原随云走的那天, 江容没有去送。
但她也没有去别处,一早起来, 就在陪叶孤城拆招。
拆了大概一刻钟后, 前面有人来回话,说原少庄主已经走了。
她应了一声,却没有停下动作。
最后还是叶孤城主动叫停, 说:“我自己练吧。”
江容:“……也好。”
叶孤城扫了她一眼,问:“你不是说今天要去金风细雨楼吗?”
她终于回过神来:“是,我得去一趟了。”
自苏樱告诉她, 明玉花或许可以用了, 这几日她一直在顺着苏樱给她的心得册子继续往下研究。
功夫不负有心人,她们母女加起来, 最终还是彻底解决了这个难题, 可以让这朵花发挥它应有的效用了。
对这个结果, 江容不可谓不恍惚。
一方面, 苏梦枕的病能提前治好,她为医术付出的努力也得到了回报和证明,她是应该高兴的;另一方面可能是因为这是她真正意义上第一个病人, 如今临近治疗结束, 在欣喜之余, 她竟还有些怆然。

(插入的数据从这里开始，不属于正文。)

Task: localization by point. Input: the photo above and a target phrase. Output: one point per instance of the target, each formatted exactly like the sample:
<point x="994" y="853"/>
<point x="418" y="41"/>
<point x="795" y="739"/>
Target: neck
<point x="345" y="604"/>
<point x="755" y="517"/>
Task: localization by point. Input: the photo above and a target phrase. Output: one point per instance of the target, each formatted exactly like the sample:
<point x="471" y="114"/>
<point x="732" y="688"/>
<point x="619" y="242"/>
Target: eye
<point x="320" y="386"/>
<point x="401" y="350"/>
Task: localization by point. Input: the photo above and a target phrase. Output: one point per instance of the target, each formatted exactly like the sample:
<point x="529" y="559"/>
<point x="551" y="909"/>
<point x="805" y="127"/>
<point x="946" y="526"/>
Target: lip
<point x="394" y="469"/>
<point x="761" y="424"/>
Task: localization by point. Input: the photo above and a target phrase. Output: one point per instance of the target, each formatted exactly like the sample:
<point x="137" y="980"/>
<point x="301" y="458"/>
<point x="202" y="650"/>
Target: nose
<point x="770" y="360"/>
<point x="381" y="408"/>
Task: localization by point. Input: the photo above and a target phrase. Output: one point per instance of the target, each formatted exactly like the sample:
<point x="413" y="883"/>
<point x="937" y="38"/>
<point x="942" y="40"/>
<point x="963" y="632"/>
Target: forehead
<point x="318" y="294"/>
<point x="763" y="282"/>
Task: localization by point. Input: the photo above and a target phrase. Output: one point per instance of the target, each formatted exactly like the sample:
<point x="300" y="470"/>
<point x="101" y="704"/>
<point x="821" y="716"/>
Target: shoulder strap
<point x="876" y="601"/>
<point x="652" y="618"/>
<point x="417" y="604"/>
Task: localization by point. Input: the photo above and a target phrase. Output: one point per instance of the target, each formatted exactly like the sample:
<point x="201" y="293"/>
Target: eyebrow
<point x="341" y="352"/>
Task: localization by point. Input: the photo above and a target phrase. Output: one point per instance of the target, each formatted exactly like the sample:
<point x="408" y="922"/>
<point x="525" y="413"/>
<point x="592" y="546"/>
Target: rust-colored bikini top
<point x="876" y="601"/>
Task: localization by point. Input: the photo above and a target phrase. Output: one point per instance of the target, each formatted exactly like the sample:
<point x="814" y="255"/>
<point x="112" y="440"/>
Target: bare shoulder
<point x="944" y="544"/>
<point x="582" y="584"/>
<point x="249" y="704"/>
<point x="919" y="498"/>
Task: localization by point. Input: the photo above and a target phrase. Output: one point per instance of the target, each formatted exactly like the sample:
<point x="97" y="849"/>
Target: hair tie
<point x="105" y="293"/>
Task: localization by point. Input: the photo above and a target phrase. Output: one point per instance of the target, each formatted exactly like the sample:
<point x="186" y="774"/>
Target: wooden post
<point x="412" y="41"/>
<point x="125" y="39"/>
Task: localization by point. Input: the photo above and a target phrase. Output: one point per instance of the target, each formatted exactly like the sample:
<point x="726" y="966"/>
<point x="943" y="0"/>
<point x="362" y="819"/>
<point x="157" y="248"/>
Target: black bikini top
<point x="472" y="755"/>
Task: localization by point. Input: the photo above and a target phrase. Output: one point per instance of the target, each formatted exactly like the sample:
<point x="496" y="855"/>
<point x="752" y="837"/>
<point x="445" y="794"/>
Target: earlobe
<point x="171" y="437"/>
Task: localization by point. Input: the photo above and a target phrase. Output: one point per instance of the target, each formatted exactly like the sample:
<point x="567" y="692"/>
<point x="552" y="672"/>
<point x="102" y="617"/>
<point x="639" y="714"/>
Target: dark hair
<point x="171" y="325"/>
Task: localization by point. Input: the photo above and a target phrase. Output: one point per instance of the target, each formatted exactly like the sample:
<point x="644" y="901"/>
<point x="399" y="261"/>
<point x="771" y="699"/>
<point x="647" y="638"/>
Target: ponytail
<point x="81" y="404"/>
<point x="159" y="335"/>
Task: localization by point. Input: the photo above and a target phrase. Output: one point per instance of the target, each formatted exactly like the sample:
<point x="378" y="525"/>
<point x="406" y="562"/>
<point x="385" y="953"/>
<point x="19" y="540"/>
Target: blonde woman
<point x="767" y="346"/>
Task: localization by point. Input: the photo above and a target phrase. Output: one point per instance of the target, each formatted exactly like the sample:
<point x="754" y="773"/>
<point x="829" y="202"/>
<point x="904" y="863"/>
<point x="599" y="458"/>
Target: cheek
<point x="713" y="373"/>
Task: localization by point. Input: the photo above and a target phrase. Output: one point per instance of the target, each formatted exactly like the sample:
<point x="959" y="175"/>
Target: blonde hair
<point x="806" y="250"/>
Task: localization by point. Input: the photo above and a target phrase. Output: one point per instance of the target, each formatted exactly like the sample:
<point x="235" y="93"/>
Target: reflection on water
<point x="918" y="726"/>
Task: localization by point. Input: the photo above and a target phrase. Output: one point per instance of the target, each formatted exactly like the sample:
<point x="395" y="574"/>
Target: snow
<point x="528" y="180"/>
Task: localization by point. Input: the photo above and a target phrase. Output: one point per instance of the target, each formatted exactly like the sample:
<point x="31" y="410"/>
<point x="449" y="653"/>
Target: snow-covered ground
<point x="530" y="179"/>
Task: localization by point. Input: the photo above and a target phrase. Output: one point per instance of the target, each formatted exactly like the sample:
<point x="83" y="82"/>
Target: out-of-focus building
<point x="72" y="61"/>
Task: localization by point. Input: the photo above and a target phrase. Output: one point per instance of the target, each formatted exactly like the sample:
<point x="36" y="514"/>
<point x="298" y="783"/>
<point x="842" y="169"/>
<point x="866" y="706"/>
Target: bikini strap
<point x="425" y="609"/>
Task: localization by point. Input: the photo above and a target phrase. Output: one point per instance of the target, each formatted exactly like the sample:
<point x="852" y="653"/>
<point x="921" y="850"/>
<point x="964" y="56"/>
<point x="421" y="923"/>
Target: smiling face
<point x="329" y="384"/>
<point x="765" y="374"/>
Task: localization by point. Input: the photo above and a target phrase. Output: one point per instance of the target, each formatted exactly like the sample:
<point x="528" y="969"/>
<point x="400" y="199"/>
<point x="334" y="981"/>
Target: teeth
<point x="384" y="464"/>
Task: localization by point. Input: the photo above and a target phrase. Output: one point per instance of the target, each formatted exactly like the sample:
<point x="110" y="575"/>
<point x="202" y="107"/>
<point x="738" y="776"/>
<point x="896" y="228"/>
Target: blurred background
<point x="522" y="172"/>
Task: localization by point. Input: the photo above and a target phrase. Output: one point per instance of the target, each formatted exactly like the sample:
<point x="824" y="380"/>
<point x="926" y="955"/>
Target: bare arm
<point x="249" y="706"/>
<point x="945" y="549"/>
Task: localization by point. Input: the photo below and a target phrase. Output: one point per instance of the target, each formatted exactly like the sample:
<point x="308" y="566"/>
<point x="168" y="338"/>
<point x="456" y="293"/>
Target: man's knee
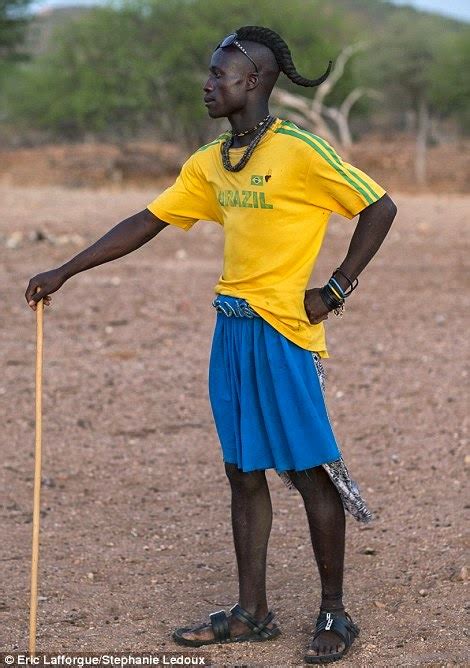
<point x="247" y="482"/>
<point x="310" y="481"/>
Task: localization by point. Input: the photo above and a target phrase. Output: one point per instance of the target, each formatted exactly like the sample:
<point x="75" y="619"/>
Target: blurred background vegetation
<point x="134" y="69"/>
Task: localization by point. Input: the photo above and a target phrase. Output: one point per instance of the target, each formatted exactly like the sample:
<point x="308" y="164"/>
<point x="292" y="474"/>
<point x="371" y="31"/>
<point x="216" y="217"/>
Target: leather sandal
<point x="220" y="626"/>
<point x="345" y="629"/>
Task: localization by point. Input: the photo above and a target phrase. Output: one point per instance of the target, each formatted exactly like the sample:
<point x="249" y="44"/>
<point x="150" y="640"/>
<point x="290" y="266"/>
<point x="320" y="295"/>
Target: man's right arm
<point x="122" y="239"/>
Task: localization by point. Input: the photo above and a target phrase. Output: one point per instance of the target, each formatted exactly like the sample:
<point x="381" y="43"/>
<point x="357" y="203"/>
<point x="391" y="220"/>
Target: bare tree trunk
<point x="422" y="141"/>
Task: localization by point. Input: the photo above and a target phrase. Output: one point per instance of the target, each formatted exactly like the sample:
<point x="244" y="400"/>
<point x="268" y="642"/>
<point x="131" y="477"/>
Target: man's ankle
<point x="332" y="604"/>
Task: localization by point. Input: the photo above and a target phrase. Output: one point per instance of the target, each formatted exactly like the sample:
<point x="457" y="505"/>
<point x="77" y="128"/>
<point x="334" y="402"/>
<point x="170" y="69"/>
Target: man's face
<point x="225" y="91"/>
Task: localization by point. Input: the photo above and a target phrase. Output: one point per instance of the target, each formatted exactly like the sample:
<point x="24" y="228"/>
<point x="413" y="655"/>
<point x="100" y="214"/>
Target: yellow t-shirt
<point x="274" y="213"/>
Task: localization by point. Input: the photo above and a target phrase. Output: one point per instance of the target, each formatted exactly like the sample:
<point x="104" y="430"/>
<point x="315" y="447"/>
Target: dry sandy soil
<point x="135" y="532"/>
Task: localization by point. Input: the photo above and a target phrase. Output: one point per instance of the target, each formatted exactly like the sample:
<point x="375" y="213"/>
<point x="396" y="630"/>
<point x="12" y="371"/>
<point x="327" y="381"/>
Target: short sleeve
<point x="188" y="200"/>
<point x="336" y="185"/>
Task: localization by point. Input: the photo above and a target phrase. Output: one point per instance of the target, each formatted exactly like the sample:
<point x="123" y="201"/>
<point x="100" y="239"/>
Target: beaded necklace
<point x="226" y="146"/>
<point x="245" y="132"/>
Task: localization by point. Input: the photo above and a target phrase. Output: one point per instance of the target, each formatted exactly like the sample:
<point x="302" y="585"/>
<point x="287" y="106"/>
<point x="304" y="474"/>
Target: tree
<point x="142" y="64"/>
<point x="402" y="63"/>
<point x="13" y="22"/>
<point x="315" y="114"/>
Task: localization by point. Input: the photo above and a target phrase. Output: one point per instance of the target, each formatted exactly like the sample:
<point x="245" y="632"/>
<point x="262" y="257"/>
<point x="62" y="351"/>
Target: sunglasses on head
<point x="232" y="40"/>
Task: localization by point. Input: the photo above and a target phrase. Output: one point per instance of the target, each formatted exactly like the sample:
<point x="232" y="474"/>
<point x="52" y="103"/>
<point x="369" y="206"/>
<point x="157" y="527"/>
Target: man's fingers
<point x="36" y="297"/>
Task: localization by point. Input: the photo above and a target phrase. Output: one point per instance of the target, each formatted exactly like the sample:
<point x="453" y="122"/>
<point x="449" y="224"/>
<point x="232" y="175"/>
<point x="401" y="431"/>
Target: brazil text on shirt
<point x="293" y="181"/>
<point x="247" y="199"/>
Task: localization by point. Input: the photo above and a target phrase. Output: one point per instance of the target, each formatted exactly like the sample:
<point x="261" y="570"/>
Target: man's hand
<point x="42" y="285"/>
<point x="122" y="239"/>
<point x="314" y="306"/>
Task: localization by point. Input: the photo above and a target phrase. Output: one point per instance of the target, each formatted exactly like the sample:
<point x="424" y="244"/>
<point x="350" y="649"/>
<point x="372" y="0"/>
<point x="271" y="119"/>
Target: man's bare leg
<point x="326" y="520"/>
<point x="251" y="524"/>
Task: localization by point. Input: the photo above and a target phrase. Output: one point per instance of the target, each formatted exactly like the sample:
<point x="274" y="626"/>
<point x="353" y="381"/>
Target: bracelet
<point x="331" y="300"/>
<point x="352" y="284"/>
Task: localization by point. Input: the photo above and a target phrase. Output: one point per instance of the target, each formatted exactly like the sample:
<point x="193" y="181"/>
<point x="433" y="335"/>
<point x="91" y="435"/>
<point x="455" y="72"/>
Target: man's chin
<point x="215" y="113"/>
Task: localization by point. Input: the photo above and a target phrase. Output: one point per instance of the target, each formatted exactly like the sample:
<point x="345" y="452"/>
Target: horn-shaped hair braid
<point x="281" y="52"/>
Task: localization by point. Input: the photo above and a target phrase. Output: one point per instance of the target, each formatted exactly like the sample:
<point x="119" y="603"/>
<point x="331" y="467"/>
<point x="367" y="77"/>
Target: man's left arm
<point x="372" y="227"/>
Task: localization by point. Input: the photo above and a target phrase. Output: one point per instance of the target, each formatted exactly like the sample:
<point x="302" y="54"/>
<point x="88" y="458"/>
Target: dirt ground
<point x="135" y="532"/>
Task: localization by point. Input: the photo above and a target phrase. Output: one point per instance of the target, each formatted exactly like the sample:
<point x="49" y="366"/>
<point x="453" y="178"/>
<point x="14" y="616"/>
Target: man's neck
<point x="245" y="120"/>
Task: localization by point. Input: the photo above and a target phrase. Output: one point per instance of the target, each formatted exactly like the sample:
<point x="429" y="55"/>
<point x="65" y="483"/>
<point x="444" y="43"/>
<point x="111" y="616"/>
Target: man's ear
<point x="252" y="81"/>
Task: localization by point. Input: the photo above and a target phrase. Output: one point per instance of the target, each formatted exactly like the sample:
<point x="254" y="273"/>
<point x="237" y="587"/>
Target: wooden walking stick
<point x="37" y="480"/>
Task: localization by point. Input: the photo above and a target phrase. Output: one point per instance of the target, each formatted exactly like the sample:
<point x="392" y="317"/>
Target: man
<point x="273" y="187"/>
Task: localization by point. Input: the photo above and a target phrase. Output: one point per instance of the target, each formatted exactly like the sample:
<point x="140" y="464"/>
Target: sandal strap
<point x="344" y="627"/>
<point x="220" y="626"/>
<point x="258" y="627"/>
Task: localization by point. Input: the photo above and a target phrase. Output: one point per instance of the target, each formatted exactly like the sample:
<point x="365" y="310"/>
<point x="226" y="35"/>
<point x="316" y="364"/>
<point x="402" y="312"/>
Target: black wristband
<point x="329" y="298"/>
<point x="352" y="284"/>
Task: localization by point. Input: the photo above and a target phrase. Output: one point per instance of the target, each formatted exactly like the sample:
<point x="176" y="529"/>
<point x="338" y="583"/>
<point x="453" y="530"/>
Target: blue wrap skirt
<point x="268" y="402"/>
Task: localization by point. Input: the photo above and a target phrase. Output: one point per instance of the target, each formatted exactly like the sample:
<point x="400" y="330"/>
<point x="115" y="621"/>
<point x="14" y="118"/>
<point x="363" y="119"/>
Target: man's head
<point x="244" y="68"/>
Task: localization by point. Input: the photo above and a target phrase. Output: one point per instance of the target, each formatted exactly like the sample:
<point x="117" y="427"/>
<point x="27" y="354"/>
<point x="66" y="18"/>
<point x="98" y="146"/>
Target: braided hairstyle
<point x="281" y="52"/>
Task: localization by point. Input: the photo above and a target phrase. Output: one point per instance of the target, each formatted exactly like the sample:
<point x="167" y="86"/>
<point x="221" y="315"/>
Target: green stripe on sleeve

这可真是奇怪, 江容想,难道医患关系也存在雏鸟情节吗?
就算真的存在,也没有大夫反过来当“雏鸟”的道理啊……
她想不明白, 干脆就没有继续想,回屋取了明玉花后,便坐上马车去了金风细雨楼。
和过去一样,她一去,还是杨无邪亲自来迎的人。
不过她去得不巧,杨无邪说苏梦枕还在会客。
“会客?”她顺口问,“谁啊?”
“六分半堂,雷总堂主。”杨无邪回答的时候,面上有很淡的笑意。
江容立刻会意:“是来讲和的吧?”
蔡相倒台,朝中墙头草们立刻调转立场,转而支持她三师兄,局势对金风细雨楼愈发利好,雷损当然坐不住。
结果杨无邪却摇了摇头,道:“和已讲过了。”
江容:“?”那是?
“雷总堂主今日是正式来给楼主答复的。”他分明什么都知道,却还是卖了个关子,“楼主上回,提出了一个让他犹豫不决的条件。”
“他如今可没有犹豫不决的资格。”江容说,“除非他不想继续在京城混了。”
道理是这个道理,但雷损老谋深算,从苏梦枕坚持要解除婚约的态度中窥出了一些端倪,当时死活没松口。
这几日,他大概一直在思考,要怎么拿这一点给六分半堂谋求更多的利益。
可金风细雨楼也不是吃素的,如今主动权在他们手上,雷损迟迟不表态,他们便从各处施压。
这不,才施压了两回,雷损便坐不住,再度上门来了。
也是到这时,杨无邪才由衷地替苏梦枕松了一口气。
苏梦枕被那道婚约绑住太久了,过去几年里,行事难免受其束缚,就连表达感情,都要因此一打再打折扣。
现在解脱之日终临,如何不叫人高兴?
江容并不知道这位总管心里闪过了这么多念头,她简单地问了几句后,便表示既然苏梦枕还在跟雷损谈正事,她可以等一会儿再进去。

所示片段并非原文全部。